When I got to college, I started fresh and I did well, summatively and otherwise. But I didn’t get a whole lot better at failure and not letting it define me. I became an Economics major because I was drawn to the quantitative social sciences, and the way in which girls just didn’t become Econ majors at my small liberal arts college. And yet, as I reached the upper level classes, I never quite let myself struggle and get better. I didn’t believe I could do it, and I was afraid to try. I decided that the subject didn’t come that naturally to me and that I just wasn’t brilliant at it like some of my classmates were. Today, I look back and see that my classmates were working harder at it and so they learned more and thus performed better.
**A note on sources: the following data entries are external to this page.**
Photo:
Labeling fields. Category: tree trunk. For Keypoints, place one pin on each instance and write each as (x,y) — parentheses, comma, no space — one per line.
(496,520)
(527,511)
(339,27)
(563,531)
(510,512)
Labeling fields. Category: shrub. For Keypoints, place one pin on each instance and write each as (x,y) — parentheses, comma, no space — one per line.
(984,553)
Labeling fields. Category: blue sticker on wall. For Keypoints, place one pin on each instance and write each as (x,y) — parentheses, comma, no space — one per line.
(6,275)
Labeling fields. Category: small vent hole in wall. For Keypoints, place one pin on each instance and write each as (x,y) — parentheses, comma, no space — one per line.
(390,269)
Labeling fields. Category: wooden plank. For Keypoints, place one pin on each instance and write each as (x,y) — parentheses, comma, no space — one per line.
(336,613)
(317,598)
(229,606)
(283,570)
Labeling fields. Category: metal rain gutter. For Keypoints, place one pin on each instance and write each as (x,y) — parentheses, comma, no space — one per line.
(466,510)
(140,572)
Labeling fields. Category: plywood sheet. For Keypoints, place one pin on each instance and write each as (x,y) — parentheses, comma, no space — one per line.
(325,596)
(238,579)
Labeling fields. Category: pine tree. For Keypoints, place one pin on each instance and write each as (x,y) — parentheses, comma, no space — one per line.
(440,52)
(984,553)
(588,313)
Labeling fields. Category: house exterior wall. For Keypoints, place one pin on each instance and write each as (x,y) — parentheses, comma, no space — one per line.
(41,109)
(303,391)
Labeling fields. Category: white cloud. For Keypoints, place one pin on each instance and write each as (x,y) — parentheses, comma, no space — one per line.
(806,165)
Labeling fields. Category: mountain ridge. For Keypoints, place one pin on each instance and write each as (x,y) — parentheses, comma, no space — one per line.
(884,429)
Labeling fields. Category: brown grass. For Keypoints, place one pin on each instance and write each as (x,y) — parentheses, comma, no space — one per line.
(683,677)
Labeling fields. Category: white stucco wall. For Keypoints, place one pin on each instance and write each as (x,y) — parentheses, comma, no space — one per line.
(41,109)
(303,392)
It was only once I reached the real, work world that I truly began to see myself and my successes and failures as complex and malleable. In each new challenge I take on as a post-college adult, I learn to fail every day and feel more and more ok about it. After all, if I weren’t in a position to fail, I wouldn’t be putting myself out there, and I wouldn’t be in a very interesting position at all. Further, I wouldn’t be setting the best example for the students I work with and their own struggles with how they perceive themselves and their abilities.
I see the students I work with and the grit and perseverance and comfort with struggle and failure many of them have developed in order to keep going when so much has gone wrong in their lives thus far. The students who left high school because they had been told, and in turn believed, that they weren’t smart enough or good enough or worth enough. The students who endure jobs where their employers treat them with dignity or respect, and don’t pay them enough to cover their bills or feed their kids. And still, they think enough of themselves and their futures and their potential and their minds to come to school each day and become better. And to think I thought I shouldn’t struggle and overcome myself.
But I keep going and learning, and the students do too. And I hope we can continue to inspire each other to grow our minds and seize our potentials.